What’s your strangest/worst experience of one of these days?
Harvey: Where to start… How about not even on the day but the night before and getting a call from your partner asking what colour team shirts do we want to wear tomorrow? Red to impersonate Tiger or black to mirror Gary Player, high-kicking your way around 18 holes and celebrating every birdie with a barrage of push-ups. Safe to say I turned up wearing white and left my other half for the day in his Sunday red. We still did the push-ups after a pint though.

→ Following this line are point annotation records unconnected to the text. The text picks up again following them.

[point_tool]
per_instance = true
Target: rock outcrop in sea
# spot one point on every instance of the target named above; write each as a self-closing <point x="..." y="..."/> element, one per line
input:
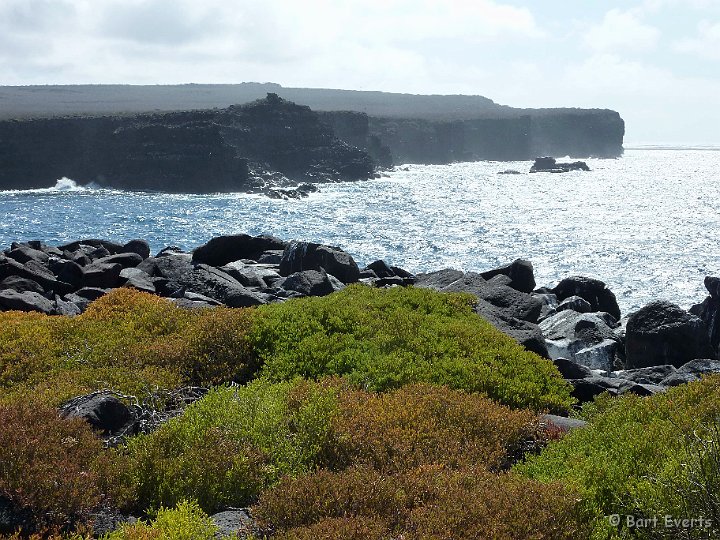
<point x="195" y="138"/>
<point x="578" y="323"/>
<point x="263" y="146"/>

Mark: Not that the offers have been flooding in but, unless we can get off by 8am, I’m struggling to set aside six hours for this. I played in one last year where the golf bit took five and a half hours alone though I didn’t need to eat for the rest of the weekend.
I did once play one invitational where one member of the fourball didn’t speak from the 4th tee to the time we had some sandwiches after the round which was all a bit odd.
Dan: As a junior, my dad would often invite two of his friends and then we’d play as a four. As a junior, you have no concept of an enjoyable day out, just of winning. As a junior, you have scrutinised the prize table before play and lined up a new stand bag. As a junior, you expect to birdie all the par 5s and most of the par 3s. As a junior, you expect your 17-handicap partner to be completely aware of the holes where he needs to have your back. We duly opened with a betterball blob on the par-5 1st where that planned opening birdie turned into being behind a tree 50 yards from the green in four. It barely got better from there. I don’t think my dad was overly proud of my demeanour that day.
Steve: A couple of years ago, when I was playing off 13, I got an invitation on the grounds that I would be the team’s secret weapon. It all started well, when I holed a bomb at the 1st, but gradually deteriorated into recriminations and silence as I three-jabbed my way round the rest of the course. No-one stayed for lunch.